I have a client server model where the client runs on android. It establishes its tls sockets using the following code:.
(Everything the client does to login and relogin)
public class LoginAsync extends AsyncTask<Boolean, String, Boolean>
protected Boolean doInBackground(Boolean... params)
{
try
{
//only handle 1 login request at a time
synchronized(loginLock)
{
if(tryingLogin)
{
Utils.logcat(Const.LOGW, tag, "already trying a login. ignoring request");
onPostExecute(false);
return false;
}
tryingLogin = true;
}
//http://stackoverflow.com/a/34228756
//check if server is available first before committing to anything
// otherwise this process will stall. host not available trips timeout exception
Socket diag = new Socket();
diag.connect(new InetSocketAddress(Vars.serverAddress, Vars.commandPort), TIMEOUT);
diag.close();
//send login command
Vars.commandSocket = Utils.mkSocket(Vars.serverAddress, Vars.commandPort, Vars.expectedCertDump);
String login = Utils.currentTimeSeconds() + "|login|" + uname + "|" + passwd;
Vars.commandSocket.getOutputStream().write(login.getBytes());
//read response
byte[] responseRaw = new byte[Const.BUFFERSIZE];
int length = Vars.commandSocket.getInputStream().read(responseRaw);
//on the off chance the socket crapped out right from the get go, now you'll know
if(length < 0)
{
Utils.logcat(Const.LOGE, tag, "Socket closed before a response could be read");
onPostExecute(false);
return false;
}
//there's actual stuff to process, process it!

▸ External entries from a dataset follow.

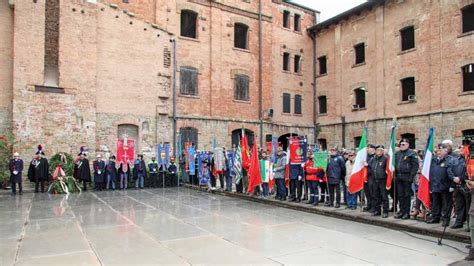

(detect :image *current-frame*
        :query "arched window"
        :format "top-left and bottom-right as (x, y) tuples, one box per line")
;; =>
(181, 10), (197, 39)
(234, 23), (249, 49)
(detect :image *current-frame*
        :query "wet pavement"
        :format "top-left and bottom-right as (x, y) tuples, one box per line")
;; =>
(0, 188), (467, 265)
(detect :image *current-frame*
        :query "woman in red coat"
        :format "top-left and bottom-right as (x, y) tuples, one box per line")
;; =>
(304, 154), (324, 206)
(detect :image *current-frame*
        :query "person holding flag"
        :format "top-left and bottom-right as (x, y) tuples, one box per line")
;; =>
(394, 139), (419, 220)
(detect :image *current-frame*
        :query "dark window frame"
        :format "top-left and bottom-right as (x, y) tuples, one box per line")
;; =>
(354, 43), (365, 65)
(400, 77), (416, 102)
(179, 9), (198, 39)
(283, 92), (291, 114)
(234, 74), (250, 101)
(400, 26), (416, 51)
(179, 66), (199, 96)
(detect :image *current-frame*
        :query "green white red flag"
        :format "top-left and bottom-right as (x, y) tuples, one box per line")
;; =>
(385, 121), (397, 190)
(417, 128), (434, 209)
(348, 127), (367, 193)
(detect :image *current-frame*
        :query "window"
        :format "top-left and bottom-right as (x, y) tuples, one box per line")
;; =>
(295, 14), (301, 32)
(353, 88), (365, 109)
(462, 4), (474, 33)
(283, 93), (291, 114)
(401, 77), (415, 102)
(318, 96), (328, 114)
(283, 53), (290, 71)
(400, 26), (415, 51)
(318, 56), (328, 75)
(295, 94), (301, 115)
(462, 64), (474, 92)
(354, 137), (362, 149)
(401, 133), (416, 149)
(318, 139), (328, 151)
(234, 75), (250, 101)
(181, 10), (197, 39)
(179, 67), (198, 95)
(234, 23), (249, 49)
(283, 10), (290, 29)
(295, 55), (301, 73)
(354, 43), (365, 65)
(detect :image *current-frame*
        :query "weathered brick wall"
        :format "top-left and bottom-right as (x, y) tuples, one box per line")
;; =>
(316, 0), (474, 149)
(0, 1), (13, 134)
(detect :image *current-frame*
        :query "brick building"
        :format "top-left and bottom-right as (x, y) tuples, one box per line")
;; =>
(310, 0), (474, 149)
(0, 0), (172, 159)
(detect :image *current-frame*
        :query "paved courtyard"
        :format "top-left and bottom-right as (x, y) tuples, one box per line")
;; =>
(0, 188), (466, 265)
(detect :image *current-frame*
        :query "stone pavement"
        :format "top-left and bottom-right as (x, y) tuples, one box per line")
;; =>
(0, 188), (466, 265)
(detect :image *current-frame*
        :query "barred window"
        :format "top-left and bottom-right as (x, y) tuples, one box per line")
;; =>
(179, 67), (198, 95)
(234, 75), (250, 101)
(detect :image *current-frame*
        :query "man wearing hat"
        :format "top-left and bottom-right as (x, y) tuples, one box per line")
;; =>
(394, 139), (419, 220)
(9, 152), (23, 195)
(93, 154), (105, 190)
(28, 145), (49, 193)
(369, 145), (388, 218)
(427, 144), (454, 226)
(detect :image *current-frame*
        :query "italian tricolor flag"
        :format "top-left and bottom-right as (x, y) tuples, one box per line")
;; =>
(385, 121), (397, 190)
(418, 128), (434, 209)
(349, 127), (367, 193)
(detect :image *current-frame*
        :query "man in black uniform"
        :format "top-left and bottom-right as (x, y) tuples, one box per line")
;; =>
(9, 152), (23, 195)
(370, 145), (388, 218)
(426, 144), (454, 226)
(394, 139), (419, 220)
(28, 145), (49, 193)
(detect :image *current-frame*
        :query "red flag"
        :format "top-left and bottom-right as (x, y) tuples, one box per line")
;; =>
(240, 128), (250, 171)
(248, 139), (262, 193)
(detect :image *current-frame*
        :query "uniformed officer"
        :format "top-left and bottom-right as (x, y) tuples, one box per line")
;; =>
(9, 152), (23, 195)
(370, 145), (388, 218)
(426, 144), (454, 226)
(394, 139), (419, 220)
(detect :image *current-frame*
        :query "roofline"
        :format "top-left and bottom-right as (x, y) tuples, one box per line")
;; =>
(283, 0), (321, 14)
(308, 0), (388, 32)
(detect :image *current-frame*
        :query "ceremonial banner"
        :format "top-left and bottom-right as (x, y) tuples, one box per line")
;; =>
(417, 128), (434, 209)
(290, 136), (308, 164)
(313, 151), (328, 168)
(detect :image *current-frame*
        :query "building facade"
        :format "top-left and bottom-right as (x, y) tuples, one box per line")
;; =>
(310, 0), (474, 149)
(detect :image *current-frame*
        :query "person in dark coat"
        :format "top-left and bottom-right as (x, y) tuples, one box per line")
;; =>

String loginresp = new String(responseRaw, 0, length);
Utils.logcat(Const.LOGD, tag, loginresp);
//process login response
String[] respContents = loginresp.split("\\|");
if(respContents.length != 4)
{
Utils.logcat(Const.LOGW, tag, "Server response imporoperly formatted");
onPostExecute(false); //not a legitimate server response
return false;
}
if(!(respContents[1].equals("resp") && respContents[2].equals("login")))
{
Utils.logcat(Const.LOGW, tag, "Server response CONTENTS imporperly formated");
onPostExecute(false); //server response doesn't make sense
return false;
}
long ts = Long.valueOf(respContents[0]);
if(!Utils.validTS(ts))
{
Utils.logcat(Const.LOGW, tag, "Server had an unacceptable timestamp");
onPostExecute(false);
return false;
}
Vars.sessionid = Long.valueOf(respContents[3]);
//establish media socket
Vars.mediaSocket = Utils.mkSocket(Vars.serverAddress, Vars.mediaPort, Vars.expectedCertDump);
String associateMedia = Utils.currentTimeSeconds() + "|" + Vars.sessionid;
Vars.mediaSocket.getOutputStream().write(associateMedia.getBytes());
Intent cmdListenerIntent = new Intent(Vars.applicationContext, CmdListener.class);
Vars.applicationContext.startService(cmdListenerIntent);
onPostExecute(true);
return true;
}
catch (CertificateException c)
{
Utils.logcat(Const.LOGE, tag, "server certificate didn't match the expected");
onPostExecute(false);
return false;
}
catch (Exception i)
{
Utils.dumpException(tag, i);
onPostExecute(false);
return false;
}
}
with the mksocket utility function being:
public static Socket mkSocket(String host, int port, final String expected64) throws CertificateException
{
TrustManager[] trustOnlyServerCert = new TrustManager[]
{new X509TrustManager()
{
@Override
public void checkClientTrusted(X509Certificate[] chain, String alg)
{
}
@Override
public void checkServerTrusted(X509Certificate[] chain, String alg) throws CertificateException
{
//Get the certificate encoded as ascii text. Normally a certificate can be opened
// by a text editor anyways.
byte[] serverCertDump = chain[0].getEncoded();
String server64 = Base64.encodeToString(serverCertDump, Base64.NO_PADDING & Base64.NO_WRAP);
//Trim the expected and presented server ceritificate ascii representations to prevent false
// positive of not matching because of randomly appended new lines or tabs or both.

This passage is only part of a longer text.